The 5 Ways Going Paperless Will Help Your Business

Given that we’re now 17 years into the 21st century, it’s nothing short of staggering how many companies still use paper processes. According to The Association for Information and Image Management (AIIM), 92% of companies say that removing paper processes is a constant objective.

Given the inefficiency of paper processes compared to digital processes, this is quite shocking. It’s even scarier when you consider the tremendous amount of data staring us in the face every day and the universe-shattering shift to a big-data world now occurring in most industries.

What all this means is that if there was ever a time to digitally streamline your operations, it’s NOW.

But to change, we need to change the perspective of users stuck in their “culture of paper”. In many companies the paper trail serves as a de facto process audit and may even be a necessary part of controlling processes. However, paper is almost useless for managing the integrity and reliability of data across multiple teams.

The case of going paperless is not only worth it but essential. Millennials are becoming the workforce standard as the baby boomers leave. The world is changing and so is the competition, and you need to keep up.

Here are the 5 main ways going paperless will help your business:

Information Security

It’s kind of odd that so many companies use security as a reason NOT to go paperless. They fear hackers, data leaks, and cyber attacks. While these are legitimate fears, and no system is completely and 100% secure, there are in fact various compelling reasons why digital processes are far safer than paper processes.
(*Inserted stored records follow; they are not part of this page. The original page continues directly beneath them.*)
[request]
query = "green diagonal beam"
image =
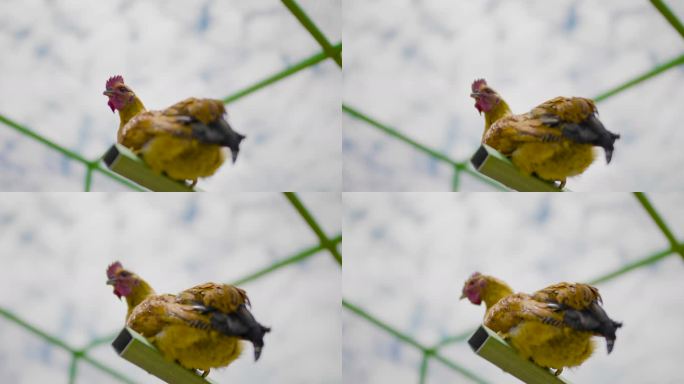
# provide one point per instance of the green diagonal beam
(461, 166)
(37, 137)
(289, 71)
(398, 135)
(287, 261)
(660, 222)
(61, 344)
(315, 32)
(669, 15)
(650, 259)
(411, 341)
(92, 165)
(313, 224)
(679, 60)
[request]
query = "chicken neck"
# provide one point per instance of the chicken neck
(130, 110)
(494, 291)
(501, 109)
(141, 290)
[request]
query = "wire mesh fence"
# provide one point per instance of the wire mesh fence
(83, 355)
(432, 354)
(332, 51)
(463, 166)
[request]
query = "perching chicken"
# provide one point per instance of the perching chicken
(553, 141)
(200, 328)
(552, 327)
(183, 141)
First, with digitized processes, identity governance and access controls ensure only the right people can access certain documents and systems. Second, data security makes it much easier and less expensive to maintain compliance with regulations such as HIPAA and SOX that require companies to take documented measures to maintain data confidentiality and integrity.
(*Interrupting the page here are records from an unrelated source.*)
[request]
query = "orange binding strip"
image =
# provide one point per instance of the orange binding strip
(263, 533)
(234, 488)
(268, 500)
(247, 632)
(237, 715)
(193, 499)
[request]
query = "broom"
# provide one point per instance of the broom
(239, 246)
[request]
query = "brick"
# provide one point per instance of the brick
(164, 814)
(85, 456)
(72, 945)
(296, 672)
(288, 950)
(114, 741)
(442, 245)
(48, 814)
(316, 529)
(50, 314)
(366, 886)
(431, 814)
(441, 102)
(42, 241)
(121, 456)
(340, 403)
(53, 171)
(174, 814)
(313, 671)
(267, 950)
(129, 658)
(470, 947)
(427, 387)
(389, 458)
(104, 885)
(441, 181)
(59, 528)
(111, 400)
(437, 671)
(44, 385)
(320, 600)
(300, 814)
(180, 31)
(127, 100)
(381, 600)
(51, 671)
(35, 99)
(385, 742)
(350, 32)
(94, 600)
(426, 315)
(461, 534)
Third, digitalization allows companies to easily back up crucial information. Digital documents can be protected in ways paper documents can’t, such as remotely via the cloud or an off-site hard drive.

Accessibility

Think of how much time is spent searching for a document on your desk or in a binder compared to a computer file? When the right content is accessible at the touch of a button, it takes only seconds to route and share documents to any number of people across multiple departments and systems.

This ease of access greatly improves efficiency in a variety of contexts, such as approval workflows, and mobile, tablet or offline access translates into speed and agility. Your competitors are only going to get faster, and the agility that a paperless process gives you is vital to remaining competitive.

Adherence

There’s no question that digitization improves collaboration. When everyone can access the essential documents and consistently collect the right information for the right person when it’s needed, you’re greasing the wheels of your intra-company communication engine. You’re also creating a proven record and a way to improve your collaboration processes upon dint of being able to review them.

Real-time Visibility

Think of the classic filing cabinet locked up with the tiny key slipped away into the bottom drawer of someone’s mahogany desk. It’s the picture of lack of real-time visibility.

Using digital instead of paper workflows allows management to monitor your business and key collaborations in real time and with a view into analyzing bottlenecks to improve them and hence improve results. This makes it easier to keep tasks on track and to identify problems and opportunities for improvement.

Each assigned task not only contains the business information defined in the process but also presents data about the given business outcome (ie, the audit, incident, approval, on-boarding, etc).

Optimized Performance

Ultimately what you’re shooting for in going paperless is an improved customer experience and hence an improved bottom line. If you improve collaboration, security, adherence, and visibility, there’s no way your customers won’t benefit from it. Savings will be passed on to them, and a better understanding of the way you operate will lead to new insights into how to better serve your customers, leading to increased revenue.

And in the end, this is what Operational Performance Management (OPM) is about – weaving people, systems and performance together in a way that supports the entire business ecosystem. That’s why businesses need OPM now more than ever, and why cloud-based OPM is becoming an essential ingredient of all successful operations.